Ce soir-là, Jean-Mi est arrivé sans prévenir. Il avait une bouteille de cognac et deux verres. Nous nous sommes assis dans la cuisine, et il a longtemps gardé le silence. Puis il a dit :
— Bernard, je ne vais pas te faire la morale. Tu es un homme adulte. Tu comprends tout. Mais tu es vivant, tu tiens debout, tu as tes bras et tes jambes. La boîte tourne. Et toi, tu n’es pas encore bon pour la casse, même si cette fille t’a bien secoué. Dis-toi que tu t’en sors.
— Tu parles, Jean-Mi. J’ai presque soixante ans, ai-je répondu. Presque soixante, et j’ai l’impression de repartir de zéro.
— Pas de zéro. Zéro, c’était quand tu avais vingt-cinq ans et que tu conduisais un vieux Berliet qui n’était même pas à toi. Aujourd’hui, tu as douze camions, des clients, un nom. Ce n’est pas zéro. C’est un moins, oui. Mais un moins, ce n’est pas le néant. On va remonter. Je suis là.

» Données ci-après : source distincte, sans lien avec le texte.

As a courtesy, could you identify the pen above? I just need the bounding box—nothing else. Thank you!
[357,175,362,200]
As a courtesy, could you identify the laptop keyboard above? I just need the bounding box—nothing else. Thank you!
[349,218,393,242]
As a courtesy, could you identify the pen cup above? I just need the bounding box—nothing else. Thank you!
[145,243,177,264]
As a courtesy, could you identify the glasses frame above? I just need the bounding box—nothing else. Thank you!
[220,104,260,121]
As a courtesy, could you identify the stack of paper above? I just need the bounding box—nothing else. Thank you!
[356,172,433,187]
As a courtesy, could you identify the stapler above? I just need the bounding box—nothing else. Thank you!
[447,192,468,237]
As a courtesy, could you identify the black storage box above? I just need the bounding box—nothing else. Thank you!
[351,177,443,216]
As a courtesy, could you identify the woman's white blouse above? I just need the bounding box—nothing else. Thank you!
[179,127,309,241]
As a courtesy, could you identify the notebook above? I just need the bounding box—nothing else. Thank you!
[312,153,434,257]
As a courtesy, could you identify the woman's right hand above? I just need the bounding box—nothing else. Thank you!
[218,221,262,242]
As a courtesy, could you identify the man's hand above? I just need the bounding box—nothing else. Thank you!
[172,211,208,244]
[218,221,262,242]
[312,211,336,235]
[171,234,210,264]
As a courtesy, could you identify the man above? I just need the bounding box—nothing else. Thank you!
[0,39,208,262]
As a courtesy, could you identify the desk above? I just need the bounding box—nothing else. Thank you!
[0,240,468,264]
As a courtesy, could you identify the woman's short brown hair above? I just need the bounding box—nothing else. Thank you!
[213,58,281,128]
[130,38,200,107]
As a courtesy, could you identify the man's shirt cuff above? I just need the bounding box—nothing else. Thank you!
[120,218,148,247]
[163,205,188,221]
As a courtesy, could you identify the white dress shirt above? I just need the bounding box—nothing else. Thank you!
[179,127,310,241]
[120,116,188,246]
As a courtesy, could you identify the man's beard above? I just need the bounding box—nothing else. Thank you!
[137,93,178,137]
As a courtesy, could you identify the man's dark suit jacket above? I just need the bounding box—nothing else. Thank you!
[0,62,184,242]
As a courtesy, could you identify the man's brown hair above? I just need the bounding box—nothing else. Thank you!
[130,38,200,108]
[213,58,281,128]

Et il a vraiment été là. Il m’a trouvé deux contrats par des connaissances, il m’a aidé à renégocier un crédit quand les échéances m’étranglaient. Il ne m’a pas abandonné, il n’a pas savouré ma chute, il ne m’a jamais dit : “Je t’avais prévenu.”
Pendant longtemps, je ne pouvais même plus regarder une femme. Je commençais à me dire que c’était fini, que Camille avait peut-être raison, que je n’avais plus “besoin de ça”. Mais non. Dieu merci, Jean-Mi a attendu le bon moment, puis m’a traîné deux ou trois fois au hammam avec des amies d’amis, des femmes jeunes, drôles, légères. Et j’ai compris qu’on m’enterrait un peu tôt, les gars.
Camille, je l’ai revue six mois après le divorce. Par hasard. Dans la même concession Rhône Camions, route de Vienne. J’étais passé chercher une pièce. Elle était revenue travailler là.
Elle se tenait dans le hall. Bien sûr, elle n’avait plus vingt-cinq ans, mais elle savait encore parfaitement se rendre voyante : talons, jupe crayon, chemisier toujours déboutonné d’un cran de trop pour le dress code. À côté d’elle, un homme d’environ soixante ans : ventre rond, manteau coûteux, Breitling au poignet. Elle se penchait vers lui, riait, lui touchait l’épaule.
— Vous regardez le T High 520 ? Excellent choix. Vous devez être un chef d’entreprise sérieux…
Mot pour mot. Geste pour geste. Le même programme, simplement lancé sur un nouveau “client”.
L’homme fondait. Je le voyais à son visage. La même expression que j’avais eue six ans plus tôt : “Je suis irrésistible. Une jeune beauté me choisit. Quelle chance.”
Je suis sorti de la concession, je me suis assis dans mon 4×4 et je suis resté immobile quelques minutes.
Puis j’ai démarré et je suis retourné au dépôt. Là-bas, trois camions attendaient leur entretien et un nouveau contrat avec un abattoir industriel devait être signé. La vie n’était pas terminée. Elle venait seulement de me coûter une leçon terriblement chère.
Messieurs, souvenez-vous d’une chose : si vous avez cinquante ans et qu’elle en a vingt-cinq, ne vous empressez pas de croire qu’elle est tombée follement amoureuse de vous, vous en particulier. Très souvent, ce n’est pas votre âme qui l’intéresse, mais ce que vous pouvez offrir. Ni les yeux verts, ni les nuits brûlantes, ni les larmes bien posées, ni les mots tendres n’annulent le bon sens. Réfléchissez avec votre tête. Celle du haut. Oui, je sais, beaucoup diront que j’ai été un imbécile de compétition. Je ne discuterai pas : ils auront raison. Mais que mon histoire serve au moins de leçon à quelqu’un.